HOUSTON — New research theorizes humidity does seem to dampen the spread of the coronavirus, but would that really mean Houston-area residents are at a geographic advantage when it comes to controlling the virus?

“There is some evidence that respiratory viruses, including SARS, don’t transmit as well when the humidity is low, which is what happens in the winter,” said UTHealth School of Public Health infectious disease epidemiologist Catherine Troisi, M.D.

Troisi said it is still too soon to say for sure what widespread impact humidity will have this summer because there has been a lack of exposure to the new coronavirus.

“Basically, everybody is still susceptible to it,” Troisi said. “And so we may still be seeing a lot of spread.”

Troisi said a lack of humidity does have an impact on the human body’s ability to resist viruses. She said dry nasal passages affect the way the respiratory system filter and fight all sorts of pathogens.

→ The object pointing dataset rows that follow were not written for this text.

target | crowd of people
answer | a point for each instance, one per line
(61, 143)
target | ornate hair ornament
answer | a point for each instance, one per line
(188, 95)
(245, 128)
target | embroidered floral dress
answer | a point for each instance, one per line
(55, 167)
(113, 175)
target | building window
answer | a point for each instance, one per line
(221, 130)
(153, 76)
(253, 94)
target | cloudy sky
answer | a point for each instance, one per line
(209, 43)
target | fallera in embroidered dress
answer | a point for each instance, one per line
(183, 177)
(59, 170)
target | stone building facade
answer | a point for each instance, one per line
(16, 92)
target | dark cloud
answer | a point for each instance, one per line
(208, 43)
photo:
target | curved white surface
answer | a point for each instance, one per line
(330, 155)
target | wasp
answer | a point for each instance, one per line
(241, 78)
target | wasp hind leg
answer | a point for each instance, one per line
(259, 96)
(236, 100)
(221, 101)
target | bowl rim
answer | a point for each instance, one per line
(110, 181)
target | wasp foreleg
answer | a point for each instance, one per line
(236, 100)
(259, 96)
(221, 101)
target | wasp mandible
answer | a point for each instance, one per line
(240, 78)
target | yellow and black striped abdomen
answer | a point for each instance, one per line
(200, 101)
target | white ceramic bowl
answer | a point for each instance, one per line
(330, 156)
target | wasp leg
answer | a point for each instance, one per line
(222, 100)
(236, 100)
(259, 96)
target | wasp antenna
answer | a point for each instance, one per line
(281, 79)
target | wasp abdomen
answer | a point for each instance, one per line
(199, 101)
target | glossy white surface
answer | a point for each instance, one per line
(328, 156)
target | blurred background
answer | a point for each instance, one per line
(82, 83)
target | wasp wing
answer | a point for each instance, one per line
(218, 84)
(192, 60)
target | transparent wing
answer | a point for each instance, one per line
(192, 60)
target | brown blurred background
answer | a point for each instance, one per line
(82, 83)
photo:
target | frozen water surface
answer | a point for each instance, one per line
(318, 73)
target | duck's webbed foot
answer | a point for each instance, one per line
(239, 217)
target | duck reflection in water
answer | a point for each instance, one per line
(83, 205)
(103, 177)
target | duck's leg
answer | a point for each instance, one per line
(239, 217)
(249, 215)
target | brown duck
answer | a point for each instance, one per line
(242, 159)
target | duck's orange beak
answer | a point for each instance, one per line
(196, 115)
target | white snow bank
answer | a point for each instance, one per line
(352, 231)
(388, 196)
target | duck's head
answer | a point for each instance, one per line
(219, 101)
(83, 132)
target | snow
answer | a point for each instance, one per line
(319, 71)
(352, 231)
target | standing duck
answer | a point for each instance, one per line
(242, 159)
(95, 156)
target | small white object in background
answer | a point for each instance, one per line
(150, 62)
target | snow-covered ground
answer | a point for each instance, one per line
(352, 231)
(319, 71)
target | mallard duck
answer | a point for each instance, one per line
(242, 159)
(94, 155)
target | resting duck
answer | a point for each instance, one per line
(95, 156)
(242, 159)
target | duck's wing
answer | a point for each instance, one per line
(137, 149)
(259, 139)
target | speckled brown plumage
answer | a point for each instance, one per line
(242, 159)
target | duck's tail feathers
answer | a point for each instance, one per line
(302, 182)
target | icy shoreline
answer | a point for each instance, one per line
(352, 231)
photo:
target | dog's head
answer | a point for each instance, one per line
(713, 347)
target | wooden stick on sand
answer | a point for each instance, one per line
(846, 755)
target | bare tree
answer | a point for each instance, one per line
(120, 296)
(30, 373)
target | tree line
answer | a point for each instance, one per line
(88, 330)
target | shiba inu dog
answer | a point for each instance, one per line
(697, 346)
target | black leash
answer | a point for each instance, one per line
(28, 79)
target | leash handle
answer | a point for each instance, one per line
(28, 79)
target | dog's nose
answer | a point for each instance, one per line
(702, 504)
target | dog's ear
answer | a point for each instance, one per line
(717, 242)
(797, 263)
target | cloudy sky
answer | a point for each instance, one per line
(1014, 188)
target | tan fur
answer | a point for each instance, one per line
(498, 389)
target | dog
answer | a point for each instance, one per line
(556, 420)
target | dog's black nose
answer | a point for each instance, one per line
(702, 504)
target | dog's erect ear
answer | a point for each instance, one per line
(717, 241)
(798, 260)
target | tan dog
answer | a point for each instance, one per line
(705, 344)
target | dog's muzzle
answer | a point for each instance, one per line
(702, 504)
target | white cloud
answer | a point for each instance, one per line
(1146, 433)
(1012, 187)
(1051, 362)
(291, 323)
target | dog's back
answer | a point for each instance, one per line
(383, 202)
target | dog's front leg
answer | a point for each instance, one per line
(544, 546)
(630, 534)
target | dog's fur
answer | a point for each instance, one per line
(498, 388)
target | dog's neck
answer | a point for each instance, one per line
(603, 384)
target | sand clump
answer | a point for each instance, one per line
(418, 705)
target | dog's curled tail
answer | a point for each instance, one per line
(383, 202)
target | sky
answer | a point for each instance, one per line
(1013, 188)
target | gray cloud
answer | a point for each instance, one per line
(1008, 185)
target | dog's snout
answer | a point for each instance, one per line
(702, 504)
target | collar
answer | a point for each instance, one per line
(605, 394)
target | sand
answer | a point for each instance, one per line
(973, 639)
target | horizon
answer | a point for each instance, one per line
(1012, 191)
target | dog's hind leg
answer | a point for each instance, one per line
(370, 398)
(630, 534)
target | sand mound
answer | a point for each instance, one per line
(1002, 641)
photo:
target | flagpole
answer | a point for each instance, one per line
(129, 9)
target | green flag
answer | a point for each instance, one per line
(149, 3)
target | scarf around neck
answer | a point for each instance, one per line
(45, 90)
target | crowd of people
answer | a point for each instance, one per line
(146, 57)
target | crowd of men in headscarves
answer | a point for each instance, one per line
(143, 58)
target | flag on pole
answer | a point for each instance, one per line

Troisi warns Houston-area residents should not be too confident just because we live in one of the most humid major cities in the country. Like much of what has been learned from the new coronavirus – it’s unpredictable.

“If everything were due to humidity, if that was the only thing that affected spread, we should be going down in cases, right?” Troisi said. “And yet, for Texas, and for Houston, our seven-day average has been going up for the past five days.”